Qualitative studies of parental experience tend to reveal less positive satisfaction levels with interventions than other types of research with parents. Parents experience and negotiate child protection interventions and investigations from a subjugated position of power, where they can feel very vulnerable and fragile (Davies, 2011). I believe that some of my negative feelings and emotions might have been reduced if matters concerning the process of the investigation were handled differently. Practitioners might be more consciously reflexive about balancing power with compassion.
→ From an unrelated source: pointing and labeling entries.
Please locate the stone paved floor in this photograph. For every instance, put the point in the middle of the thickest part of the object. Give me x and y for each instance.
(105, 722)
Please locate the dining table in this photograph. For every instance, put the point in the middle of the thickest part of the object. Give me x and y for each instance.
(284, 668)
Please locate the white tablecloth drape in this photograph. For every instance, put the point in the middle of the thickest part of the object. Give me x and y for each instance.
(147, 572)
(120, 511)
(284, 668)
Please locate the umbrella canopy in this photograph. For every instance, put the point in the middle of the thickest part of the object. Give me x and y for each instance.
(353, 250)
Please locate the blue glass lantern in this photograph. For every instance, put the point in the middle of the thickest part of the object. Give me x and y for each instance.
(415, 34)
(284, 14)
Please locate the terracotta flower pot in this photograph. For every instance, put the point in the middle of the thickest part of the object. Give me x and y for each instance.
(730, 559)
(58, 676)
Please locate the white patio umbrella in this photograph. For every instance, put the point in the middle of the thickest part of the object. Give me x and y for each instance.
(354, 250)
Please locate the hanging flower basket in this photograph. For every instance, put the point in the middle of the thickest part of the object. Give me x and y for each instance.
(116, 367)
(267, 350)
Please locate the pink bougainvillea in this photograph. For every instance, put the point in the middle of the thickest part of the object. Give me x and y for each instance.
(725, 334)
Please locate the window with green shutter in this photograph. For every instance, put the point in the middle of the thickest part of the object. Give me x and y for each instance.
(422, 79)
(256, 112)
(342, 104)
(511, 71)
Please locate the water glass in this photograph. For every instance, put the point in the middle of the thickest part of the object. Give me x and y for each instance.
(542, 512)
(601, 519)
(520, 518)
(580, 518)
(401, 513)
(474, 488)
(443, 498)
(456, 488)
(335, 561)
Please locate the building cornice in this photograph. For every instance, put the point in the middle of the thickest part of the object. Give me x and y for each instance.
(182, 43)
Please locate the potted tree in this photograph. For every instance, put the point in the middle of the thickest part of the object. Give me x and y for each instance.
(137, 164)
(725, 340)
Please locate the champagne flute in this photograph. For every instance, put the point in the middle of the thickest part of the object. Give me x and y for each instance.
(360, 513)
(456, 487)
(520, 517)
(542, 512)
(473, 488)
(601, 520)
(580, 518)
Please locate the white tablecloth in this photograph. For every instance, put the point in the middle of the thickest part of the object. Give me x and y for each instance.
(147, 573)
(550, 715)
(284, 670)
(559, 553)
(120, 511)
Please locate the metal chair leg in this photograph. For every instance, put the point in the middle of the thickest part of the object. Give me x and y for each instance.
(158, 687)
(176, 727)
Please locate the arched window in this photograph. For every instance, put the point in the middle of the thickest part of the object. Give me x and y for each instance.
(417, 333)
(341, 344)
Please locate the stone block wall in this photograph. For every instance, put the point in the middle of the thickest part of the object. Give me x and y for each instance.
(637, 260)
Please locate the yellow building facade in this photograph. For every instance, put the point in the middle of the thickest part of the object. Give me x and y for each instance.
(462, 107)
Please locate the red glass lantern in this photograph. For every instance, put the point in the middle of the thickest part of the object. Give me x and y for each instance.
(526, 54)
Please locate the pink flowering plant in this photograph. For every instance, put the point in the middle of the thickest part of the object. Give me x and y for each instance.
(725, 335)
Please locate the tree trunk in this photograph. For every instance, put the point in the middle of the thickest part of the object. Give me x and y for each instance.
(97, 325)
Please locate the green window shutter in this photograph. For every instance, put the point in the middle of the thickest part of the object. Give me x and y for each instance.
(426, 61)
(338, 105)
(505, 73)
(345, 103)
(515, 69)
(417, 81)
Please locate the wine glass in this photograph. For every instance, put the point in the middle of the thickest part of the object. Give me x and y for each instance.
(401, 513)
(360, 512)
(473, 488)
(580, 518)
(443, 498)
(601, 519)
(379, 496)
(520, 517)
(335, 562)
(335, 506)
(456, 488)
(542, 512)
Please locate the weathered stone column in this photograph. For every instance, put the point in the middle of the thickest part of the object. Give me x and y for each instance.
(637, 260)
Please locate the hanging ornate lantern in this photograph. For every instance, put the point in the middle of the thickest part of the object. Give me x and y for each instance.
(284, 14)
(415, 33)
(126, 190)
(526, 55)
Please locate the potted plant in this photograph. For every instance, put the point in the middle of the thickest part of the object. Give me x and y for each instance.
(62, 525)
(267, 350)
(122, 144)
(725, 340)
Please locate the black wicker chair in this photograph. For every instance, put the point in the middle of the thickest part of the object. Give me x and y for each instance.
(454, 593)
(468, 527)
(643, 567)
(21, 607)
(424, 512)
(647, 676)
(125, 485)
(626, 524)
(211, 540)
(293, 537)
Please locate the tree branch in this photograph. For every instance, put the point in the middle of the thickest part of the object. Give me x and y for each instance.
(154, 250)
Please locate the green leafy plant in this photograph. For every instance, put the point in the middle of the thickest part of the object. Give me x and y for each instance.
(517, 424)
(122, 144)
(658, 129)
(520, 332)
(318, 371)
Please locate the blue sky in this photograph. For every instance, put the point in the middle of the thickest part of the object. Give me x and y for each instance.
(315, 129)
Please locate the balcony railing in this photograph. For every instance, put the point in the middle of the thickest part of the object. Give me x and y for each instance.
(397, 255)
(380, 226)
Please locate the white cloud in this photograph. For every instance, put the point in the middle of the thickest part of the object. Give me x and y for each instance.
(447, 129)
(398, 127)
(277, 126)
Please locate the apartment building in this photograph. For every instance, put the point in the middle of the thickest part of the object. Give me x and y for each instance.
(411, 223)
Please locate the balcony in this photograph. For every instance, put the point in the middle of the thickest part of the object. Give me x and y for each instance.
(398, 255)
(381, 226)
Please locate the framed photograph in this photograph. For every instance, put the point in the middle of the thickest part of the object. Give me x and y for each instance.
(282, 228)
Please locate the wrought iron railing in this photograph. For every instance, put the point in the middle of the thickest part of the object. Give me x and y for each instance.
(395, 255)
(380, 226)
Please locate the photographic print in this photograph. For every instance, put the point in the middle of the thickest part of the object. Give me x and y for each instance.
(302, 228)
For me, a key failure was poor communication between medical teams. Had this been timely and effective the process might have been shortened. The social workers’ intervention might have been more courageously autonomous and a less bureaucratic approach to the investigation was surely possible. The heavy-handed approach to surveillance and the pointlessly rigid regulatory response generally was out of proportion to the pain it caused. Do professionals have the discretion to abandon investigations? Do they have the courage to act nondefensively? If the answers to the first question is yes, then in our case, the answer to the second is no; otherwise no space would have been created for the negative impact of the intrusive investigation we experienced. If the answers to both these questions is no, then our predicament is likely to be widespread.

Areas of reform

The government’s response to Munro agreed that implementing the identified areas of reform would require a shift in mindset so that the views and experiences of children are at the heart of child protection. The government accepted the majority of Munro’s recommendations outright, a small number in principle and agreed to consider further the suggestion that when undertaking Serious Case Reviews the use of a ‘systems methodology’ should be adopted (Department for Education, 2011). The reviews ‘systems approach’ included reforms to ensure a better balance between professional judgement and central prescription including those around timescales, a recommendation that was wholly accepted by the government. It will be interesting to observe whether reducing regulation from the centre will result in better outcomes for the most vulnerable.

Dr Pamela Davies is a Programme Director, School of Arts and Social Sciences, Northumbria University

References

de Boer, C. and Cody, N. (2007), ‘Good helping relationships in child welfare: learning from stories of success’, Child and Family Social Work, 12, pp. 32–42.

Davies, P. (2011), ‘The impact of a child protection investigation: A personal reflective account’, Child & Family Social Work, 16, pp. 201-209.

Department for Education (2011), A child-centred system - The Government’s response to the Munro review of child protection, London: Department for Education.

Dumbrill, G. (2006), ‘Parental experience of child protection intervention: a qualitative study’, Child Abuse & Neglect, 30, pp. 27–37.

Munro, E. (2010), The Munro Review of Child Protection – Part One: A Systems Analysis, London: Department for Education.